La vie sans principe (1863) et La Désobéissance civile (1849) de Henry David Thoreau, et De la servitude volontaire (1576) d’Etienne de la Boétie : dans le contexte politique que connaît aujourd’hui la société française, il est profitable de lire ces trois courts textes ; deux auteurs, deux visions critiques du pouvoir, contre la royauté chez De la Boétie, contre la démocratie des puissants dans l’Amérique pré-industrielle chez Thoreau.
De la Boétie critique la royauté française, mais par le biais d’une critique généralisée à tous les pouvoirs tyranniques, qu’ils s’incarnent dans un individu ou un petit groupe. Ce qui lui permet de ne cibler personne, mais finalement de fournir des arguments révolutionnaires à tous les peuples opprimés.
Est-ce pour autant un appel à la Révolution ? Plutôt le constat cynique que les tyrans sont bien lâches, et le peuple bien sot, un regard désabusé sur l’humanité vouée à l’humiliation. À moins que la méthode de la Boétie ne soit celle de la provocation, sans doute peu efficace à une époque où le peuple ne lit pas.
Mais aujourd’hui, De la servitude volontaire est sans doute plus efficace que la philosophie de Thoreau. Ce dernier n’est pas un révolutionnaire, ou alors la révolution doit être individuelle. La pensée de Thoreau est insaisissable, entre un individualisme libertaire et un épicurisme transcendental. Sans renier la propriété, Thoreau appelle à un mode de vie quasi autarcique, un recentrement sur l’essentiel, la nature, la satisfaction des désirs simples, et l’empathie.

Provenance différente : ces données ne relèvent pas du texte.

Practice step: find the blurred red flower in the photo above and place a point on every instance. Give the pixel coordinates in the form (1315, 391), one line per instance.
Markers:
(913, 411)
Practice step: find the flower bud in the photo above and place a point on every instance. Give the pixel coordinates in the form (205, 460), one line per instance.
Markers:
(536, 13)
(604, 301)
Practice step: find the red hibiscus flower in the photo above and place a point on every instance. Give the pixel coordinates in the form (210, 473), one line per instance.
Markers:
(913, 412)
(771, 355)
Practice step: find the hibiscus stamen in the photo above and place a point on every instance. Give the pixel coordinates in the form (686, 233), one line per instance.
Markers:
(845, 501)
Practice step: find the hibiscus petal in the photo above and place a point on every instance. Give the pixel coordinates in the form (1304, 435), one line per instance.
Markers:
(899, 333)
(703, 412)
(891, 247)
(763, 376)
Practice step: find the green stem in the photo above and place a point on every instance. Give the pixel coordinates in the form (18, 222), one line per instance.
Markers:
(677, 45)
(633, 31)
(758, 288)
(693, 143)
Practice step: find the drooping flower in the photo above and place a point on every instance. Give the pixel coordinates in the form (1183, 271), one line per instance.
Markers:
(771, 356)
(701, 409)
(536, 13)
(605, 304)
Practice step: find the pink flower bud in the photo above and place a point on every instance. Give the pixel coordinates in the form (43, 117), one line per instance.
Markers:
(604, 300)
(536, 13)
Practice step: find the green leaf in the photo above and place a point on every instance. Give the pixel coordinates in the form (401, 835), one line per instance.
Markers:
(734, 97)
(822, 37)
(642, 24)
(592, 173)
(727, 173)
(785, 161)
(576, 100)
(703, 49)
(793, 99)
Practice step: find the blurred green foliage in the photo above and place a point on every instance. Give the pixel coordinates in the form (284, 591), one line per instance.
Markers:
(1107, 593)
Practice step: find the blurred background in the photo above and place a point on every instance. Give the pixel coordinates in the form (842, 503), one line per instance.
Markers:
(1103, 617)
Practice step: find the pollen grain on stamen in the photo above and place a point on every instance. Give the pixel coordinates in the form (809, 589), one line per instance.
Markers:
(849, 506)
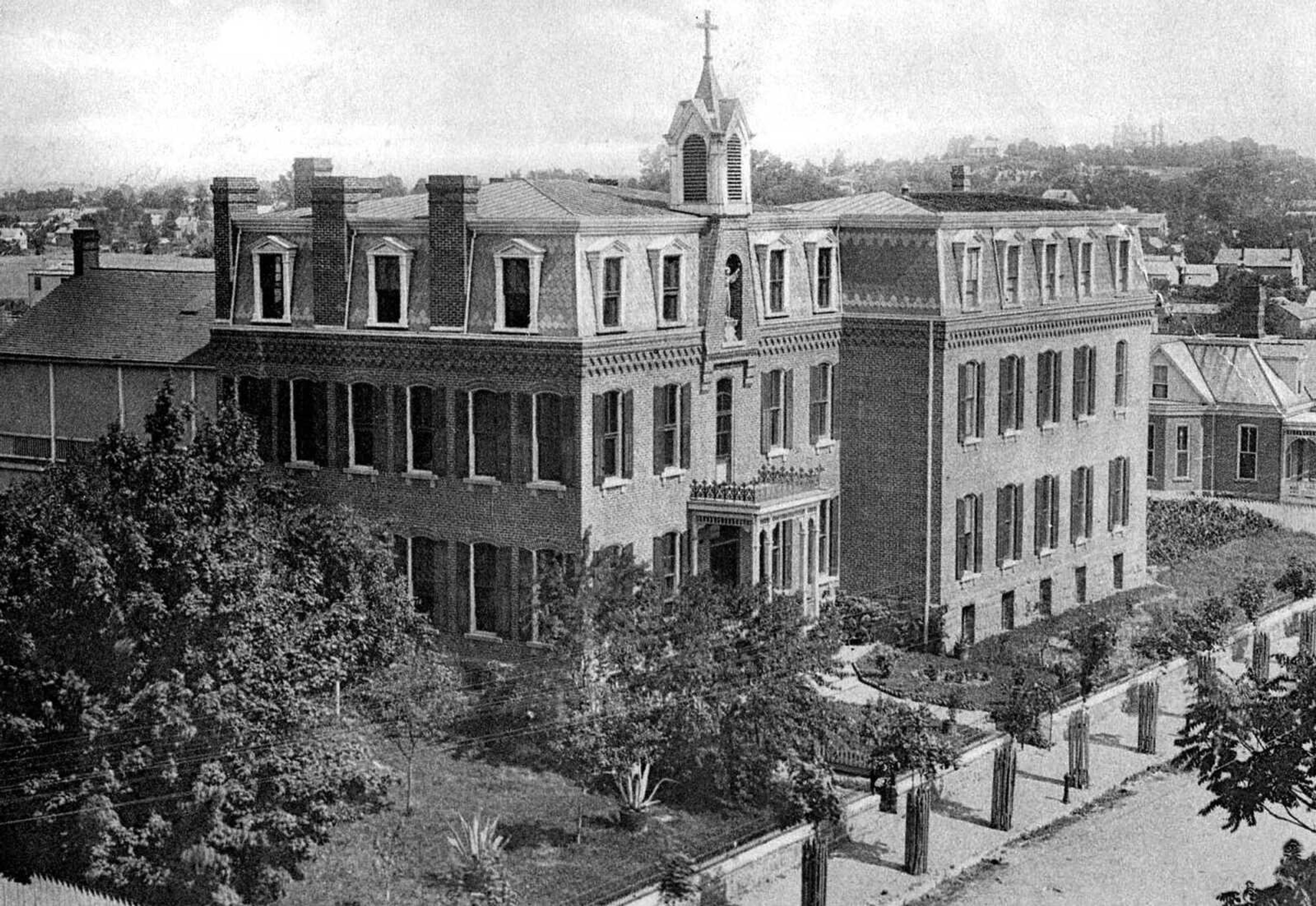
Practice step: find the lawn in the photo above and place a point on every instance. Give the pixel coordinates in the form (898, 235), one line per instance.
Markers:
(537, 812)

En cela il n’est pas un Diogène moderne, plutôt un épicurien. Il ne refuse pas la société, mais refuse le système, encourage le vivre ensemble sans la communauté, mais surtout sans l’impôt, sans l’Etat.
Un mode de vie simple, « sans principes » qui peut faire rêver, mais qui reste très inactuel. Sa désobéissance civile, plutôt du côté de l’indifférence que du « Non ! », n’en finirait pas avec l’exploitation du puissant sur le peuple. À moins de se radicaliser en un véritable refus : celui d’être un consommateur. Une question qui ne se posait pas encore tant à l’époque de Thoreau.
Texte et illustration : Charlie PLÈS.